Ogni sforzo compiendo, alfine in fuga,
non senza molto travagliar, ponemmo
le schiere argive. E qui Iolao, vedendo
Illo lanciarsi, lo pregò d’accoglierlo
nel suo carro; ed in man tolte le redini,
d'Euristeo si lanciò contro i cavalli.
Fin qui, veduto ho con questi occhi: il resto
lo dirò per udita. Allor che il borgo
attraversava di Pallène, sacro
alla divina Atena, Iolào, visto
il carro d’Euristèo, volse una prece
súbito ad Ebe, che tornar potesse
per un sol giorno giovine, e riscotere
dagli inimici la vendetta. E adesso
un miracolo udir devi: ché due
stelle sui gioghi dei cavalli stettero,
e dentro un manto oscuro il carro ascosero:
il tuo figliuolo ed Ebe, i saggi dissero.
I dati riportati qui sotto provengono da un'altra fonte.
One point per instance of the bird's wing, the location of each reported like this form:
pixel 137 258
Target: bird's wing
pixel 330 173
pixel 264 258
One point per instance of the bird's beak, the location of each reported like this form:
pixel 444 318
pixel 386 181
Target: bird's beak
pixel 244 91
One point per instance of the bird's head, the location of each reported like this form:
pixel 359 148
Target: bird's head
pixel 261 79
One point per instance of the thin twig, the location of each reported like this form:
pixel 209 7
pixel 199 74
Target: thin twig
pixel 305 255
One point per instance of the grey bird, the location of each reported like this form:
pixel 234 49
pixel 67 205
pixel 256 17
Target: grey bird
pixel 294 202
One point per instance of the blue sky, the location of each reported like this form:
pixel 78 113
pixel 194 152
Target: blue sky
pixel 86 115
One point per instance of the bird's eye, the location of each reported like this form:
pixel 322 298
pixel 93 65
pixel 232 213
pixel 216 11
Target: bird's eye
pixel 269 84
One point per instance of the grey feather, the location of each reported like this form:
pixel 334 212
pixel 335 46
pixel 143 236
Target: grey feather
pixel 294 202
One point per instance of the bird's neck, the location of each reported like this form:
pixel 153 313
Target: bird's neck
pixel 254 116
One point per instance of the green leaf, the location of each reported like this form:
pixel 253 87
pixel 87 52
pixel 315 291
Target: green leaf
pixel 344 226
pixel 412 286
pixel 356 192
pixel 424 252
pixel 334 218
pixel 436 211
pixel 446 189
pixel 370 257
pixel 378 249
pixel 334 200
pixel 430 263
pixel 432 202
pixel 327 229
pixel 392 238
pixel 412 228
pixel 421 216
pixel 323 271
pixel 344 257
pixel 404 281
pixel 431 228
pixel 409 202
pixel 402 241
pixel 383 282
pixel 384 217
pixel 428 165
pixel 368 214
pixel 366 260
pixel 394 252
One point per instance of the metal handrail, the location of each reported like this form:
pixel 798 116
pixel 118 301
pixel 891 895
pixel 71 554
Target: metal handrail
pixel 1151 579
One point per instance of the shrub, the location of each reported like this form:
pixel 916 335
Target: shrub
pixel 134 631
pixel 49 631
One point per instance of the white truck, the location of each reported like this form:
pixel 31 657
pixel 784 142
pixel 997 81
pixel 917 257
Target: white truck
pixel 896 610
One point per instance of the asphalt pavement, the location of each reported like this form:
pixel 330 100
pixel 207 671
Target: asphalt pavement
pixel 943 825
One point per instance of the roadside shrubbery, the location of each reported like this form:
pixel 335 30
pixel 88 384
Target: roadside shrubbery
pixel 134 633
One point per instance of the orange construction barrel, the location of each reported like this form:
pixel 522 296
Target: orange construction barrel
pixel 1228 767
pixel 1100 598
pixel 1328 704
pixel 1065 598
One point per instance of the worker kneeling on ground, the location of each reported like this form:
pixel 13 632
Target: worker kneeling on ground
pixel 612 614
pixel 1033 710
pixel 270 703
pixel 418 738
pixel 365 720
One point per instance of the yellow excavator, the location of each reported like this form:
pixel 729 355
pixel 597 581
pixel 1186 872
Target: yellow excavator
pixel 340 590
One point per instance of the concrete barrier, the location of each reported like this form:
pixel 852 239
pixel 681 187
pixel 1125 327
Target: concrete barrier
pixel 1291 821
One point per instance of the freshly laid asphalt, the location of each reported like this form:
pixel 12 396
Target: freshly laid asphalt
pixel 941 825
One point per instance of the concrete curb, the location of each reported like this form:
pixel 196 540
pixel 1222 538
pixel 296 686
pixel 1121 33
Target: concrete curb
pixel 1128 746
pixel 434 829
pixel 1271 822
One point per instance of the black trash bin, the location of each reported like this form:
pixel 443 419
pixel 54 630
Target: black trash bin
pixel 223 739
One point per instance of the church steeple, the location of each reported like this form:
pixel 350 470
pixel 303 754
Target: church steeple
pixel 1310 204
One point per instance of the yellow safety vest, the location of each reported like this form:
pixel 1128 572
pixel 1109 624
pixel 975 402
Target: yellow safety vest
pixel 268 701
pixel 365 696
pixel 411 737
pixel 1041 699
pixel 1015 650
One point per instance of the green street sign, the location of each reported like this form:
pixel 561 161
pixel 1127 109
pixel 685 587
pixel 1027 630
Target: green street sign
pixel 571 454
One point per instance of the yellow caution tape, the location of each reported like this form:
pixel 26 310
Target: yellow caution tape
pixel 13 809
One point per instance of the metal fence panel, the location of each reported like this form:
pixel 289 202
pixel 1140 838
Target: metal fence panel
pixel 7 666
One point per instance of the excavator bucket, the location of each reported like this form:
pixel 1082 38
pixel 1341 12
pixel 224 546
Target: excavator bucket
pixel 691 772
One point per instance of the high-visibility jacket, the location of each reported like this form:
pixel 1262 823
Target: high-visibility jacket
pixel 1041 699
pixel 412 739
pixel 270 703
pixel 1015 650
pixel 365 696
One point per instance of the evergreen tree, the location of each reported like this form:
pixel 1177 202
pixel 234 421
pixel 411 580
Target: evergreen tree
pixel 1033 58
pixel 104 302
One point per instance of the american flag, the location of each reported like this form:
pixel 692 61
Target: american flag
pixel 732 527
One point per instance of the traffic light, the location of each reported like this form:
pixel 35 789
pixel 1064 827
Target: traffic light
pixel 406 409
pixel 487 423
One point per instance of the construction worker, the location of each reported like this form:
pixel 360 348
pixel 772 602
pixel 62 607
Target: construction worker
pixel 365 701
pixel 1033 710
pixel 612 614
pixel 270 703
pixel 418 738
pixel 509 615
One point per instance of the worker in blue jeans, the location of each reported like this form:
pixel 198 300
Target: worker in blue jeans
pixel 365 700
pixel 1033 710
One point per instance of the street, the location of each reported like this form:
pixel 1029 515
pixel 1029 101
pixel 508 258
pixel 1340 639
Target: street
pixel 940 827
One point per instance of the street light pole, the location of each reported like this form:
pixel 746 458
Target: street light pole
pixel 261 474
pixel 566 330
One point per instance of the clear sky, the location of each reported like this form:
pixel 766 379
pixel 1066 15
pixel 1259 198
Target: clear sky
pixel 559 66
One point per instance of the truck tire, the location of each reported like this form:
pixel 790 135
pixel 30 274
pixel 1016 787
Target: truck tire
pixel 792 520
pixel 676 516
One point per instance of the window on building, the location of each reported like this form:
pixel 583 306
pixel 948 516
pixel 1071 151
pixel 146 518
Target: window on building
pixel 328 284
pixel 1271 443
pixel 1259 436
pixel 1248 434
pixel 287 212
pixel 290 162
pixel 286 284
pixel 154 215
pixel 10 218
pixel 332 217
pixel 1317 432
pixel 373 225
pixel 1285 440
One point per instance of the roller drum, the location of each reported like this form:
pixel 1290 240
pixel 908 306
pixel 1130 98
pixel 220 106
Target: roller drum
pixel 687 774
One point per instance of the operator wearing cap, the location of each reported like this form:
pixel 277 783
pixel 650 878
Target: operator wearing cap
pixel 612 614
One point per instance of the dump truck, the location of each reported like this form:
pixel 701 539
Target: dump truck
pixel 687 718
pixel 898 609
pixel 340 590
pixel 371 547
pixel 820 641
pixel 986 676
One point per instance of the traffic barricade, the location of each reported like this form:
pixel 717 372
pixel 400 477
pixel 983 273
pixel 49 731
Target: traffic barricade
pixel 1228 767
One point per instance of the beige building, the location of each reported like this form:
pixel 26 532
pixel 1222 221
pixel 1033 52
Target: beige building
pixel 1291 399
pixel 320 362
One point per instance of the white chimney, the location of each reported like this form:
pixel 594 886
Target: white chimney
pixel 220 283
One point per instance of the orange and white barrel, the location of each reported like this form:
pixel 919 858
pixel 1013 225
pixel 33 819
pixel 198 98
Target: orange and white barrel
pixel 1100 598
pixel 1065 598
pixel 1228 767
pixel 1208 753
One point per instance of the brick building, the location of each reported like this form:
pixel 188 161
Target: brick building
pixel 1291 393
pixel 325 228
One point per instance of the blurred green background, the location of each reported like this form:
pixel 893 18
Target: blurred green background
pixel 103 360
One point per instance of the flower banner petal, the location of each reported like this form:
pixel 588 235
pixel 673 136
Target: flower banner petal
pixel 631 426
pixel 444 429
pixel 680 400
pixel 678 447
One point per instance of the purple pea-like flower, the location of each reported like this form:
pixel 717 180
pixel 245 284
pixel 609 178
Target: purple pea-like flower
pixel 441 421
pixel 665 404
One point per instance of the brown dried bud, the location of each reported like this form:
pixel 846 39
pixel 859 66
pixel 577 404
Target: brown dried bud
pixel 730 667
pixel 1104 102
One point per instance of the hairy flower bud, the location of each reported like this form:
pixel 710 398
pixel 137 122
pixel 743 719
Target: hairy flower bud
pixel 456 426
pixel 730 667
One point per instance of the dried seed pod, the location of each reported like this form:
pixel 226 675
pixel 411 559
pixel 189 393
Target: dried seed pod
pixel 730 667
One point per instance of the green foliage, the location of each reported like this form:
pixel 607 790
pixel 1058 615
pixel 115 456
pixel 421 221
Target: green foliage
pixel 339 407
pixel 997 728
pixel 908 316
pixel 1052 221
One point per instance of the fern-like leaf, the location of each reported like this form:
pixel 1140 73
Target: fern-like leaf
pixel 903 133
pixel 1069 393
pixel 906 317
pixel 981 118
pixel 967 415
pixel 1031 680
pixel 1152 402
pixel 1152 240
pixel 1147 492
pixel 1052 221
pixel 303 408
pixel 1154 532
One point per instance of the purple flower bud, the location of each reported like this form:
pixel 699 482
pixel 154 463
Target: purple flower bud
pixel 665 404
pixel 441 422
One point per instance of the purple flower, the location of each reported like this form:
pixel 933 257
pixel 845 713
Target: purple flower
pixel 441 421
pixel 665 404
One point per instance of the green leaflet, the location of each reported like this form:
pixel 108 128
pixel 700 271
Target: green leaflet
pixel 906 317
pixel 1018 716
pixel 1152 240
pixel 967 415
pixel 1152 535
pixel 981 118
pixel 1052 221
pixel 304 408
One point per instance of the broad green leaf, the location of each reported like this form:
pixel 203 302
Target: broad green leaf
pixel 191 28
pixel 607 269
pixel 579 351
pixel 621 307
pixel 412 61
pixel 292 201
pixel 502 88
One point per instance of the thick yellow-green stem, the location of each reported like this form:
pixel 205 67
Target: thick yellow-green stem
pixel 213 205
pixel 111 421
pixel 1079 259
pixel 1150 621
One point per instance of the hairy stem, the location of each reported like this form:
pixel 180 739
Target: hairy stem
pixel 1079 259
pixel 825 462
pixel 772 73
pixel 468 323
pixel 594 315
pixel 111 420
E da quella nebbiosa oscurità,
Iolao, con forma giovanil di braccio
emerse, e presso alle Scironie rupi
d'Euristèo prese la quadriga; e strette
di lacci a lui le mani, avanza, e reca,
bellissimo trofeo, prigione il duce
felice or ora. E con la sua sventura
chiaro bandisce a ogni uom che non invidii
chi felice gli par, se pria noi veda
spento: ché la fortuna un giorno dura.